As a consultant, I am always looking for "opportunities." When I read Disney's recent annual reports, it always struck me that they lacked a long-term focus.

Look at the 2002 annual report. No mention of Monk and its Emmy for Best Actor. Disney Family, our $5.3 billion purchase, got four paragraphs and no pictures? Two of those paragraphs were single sentences! You would think that adding so much debt to the company's balance sheet would have deserved a better explanation of what was going to happen.

My #1 concern for Disney, seeing the results that have been harvested by lowering the average movie budget and reworking contracts, is that the company-wide reduction in capital spending will cause similar negative results throughout Disney. Was Mr. Eisner really candid when he announced that the assets had been laid in and that is was time to harvest the investment? If so, why is the following true for the period from 1994 to 2002?

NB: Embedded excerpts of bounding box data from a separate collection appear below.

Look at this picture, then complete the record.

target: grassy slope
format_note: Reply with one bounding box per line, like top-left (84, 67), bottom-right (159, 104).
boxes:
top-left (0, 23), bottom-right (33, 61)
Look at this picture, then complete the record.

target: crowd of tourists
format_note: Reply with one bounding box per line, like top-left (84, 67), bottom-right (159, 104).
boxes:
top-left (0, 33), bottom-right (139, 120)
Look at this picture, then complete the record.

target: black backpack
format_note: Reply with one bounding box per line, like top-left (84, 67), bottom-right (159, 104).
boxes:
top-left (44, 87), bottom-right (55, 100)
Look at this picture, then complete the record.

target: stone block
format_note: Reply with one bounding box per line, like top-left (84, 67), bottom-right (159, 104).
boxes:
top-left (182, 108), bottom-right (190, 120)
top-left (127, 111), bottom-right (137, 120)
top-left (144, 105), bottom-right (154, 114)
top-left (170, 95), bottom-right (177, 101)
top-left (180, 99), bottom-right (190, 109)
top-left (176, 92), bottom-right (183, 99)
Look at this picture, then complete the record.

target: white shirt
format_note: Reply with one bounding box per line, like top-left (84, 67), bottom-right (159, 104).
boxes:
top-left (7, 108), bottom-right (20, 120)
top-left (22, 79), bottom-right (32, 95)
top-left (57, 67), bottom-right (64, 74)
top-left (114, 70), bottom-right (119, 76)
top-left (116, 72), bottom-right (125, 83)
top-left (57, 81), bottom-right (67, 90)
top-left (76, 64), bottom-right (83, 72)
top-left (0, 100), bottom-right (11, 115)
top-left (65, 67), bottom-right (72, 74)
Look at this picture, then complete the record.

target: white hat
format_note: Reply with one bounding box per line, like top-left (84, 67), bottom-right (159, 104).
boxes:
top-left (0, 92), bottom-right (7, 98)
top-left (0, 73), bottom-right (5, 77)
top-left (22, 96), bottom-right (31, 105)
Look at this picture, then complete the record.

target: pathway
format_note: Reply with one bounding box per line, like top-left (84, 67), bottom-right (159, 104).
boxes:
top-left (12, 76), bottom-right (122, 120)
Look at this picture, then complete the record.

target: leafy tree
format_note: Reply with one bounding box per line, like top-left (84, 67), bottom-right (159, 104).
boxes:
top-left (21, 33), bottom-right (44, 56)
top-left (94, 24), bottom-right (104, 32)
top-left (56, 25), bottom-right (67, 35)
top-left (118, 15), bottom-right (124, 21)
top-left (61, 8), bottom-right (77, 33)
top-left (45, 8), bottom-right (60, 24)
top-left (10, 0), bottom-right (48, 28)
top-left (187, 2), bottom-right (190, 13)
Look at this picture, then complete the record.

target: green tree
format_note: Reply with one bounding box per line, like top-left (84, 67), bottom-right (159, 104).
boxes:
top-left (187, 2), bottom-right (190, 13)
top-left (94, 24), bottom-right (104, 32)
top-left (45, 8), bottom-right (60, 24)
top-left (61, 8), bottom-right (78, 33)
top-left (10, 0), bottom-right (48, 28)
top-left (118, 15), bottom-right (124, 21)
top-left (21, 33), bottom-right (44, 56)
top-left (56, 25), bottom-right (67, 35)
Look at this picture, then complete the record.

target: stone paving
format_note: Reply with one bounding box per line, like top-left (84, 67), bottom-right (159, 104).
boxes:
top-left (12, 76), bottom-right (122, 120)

Capital Spending has decreased from $.65 to $.50 a share.

For Mr. Eisner's statement to be true, he would have to be getting more out of the assets by spending less. But, is that correct? It might be worth looking at Disney's results and asking, once again, why are returns falling?

Earnings can increase and that would be nice. But if the Return on Capital stays at 3.0%, instead of rising back to 14.4% (where it was in 1994), will Disney be a great investment. In a word, no. 3% is not what you expect when you invest billions. Note that the annual report does not state on Return on Capital goal -- or any other financial measures that should be tracked to see if the executives are performing. Disney expects pay-for-performance from the cast. It is time they expect it from the executives.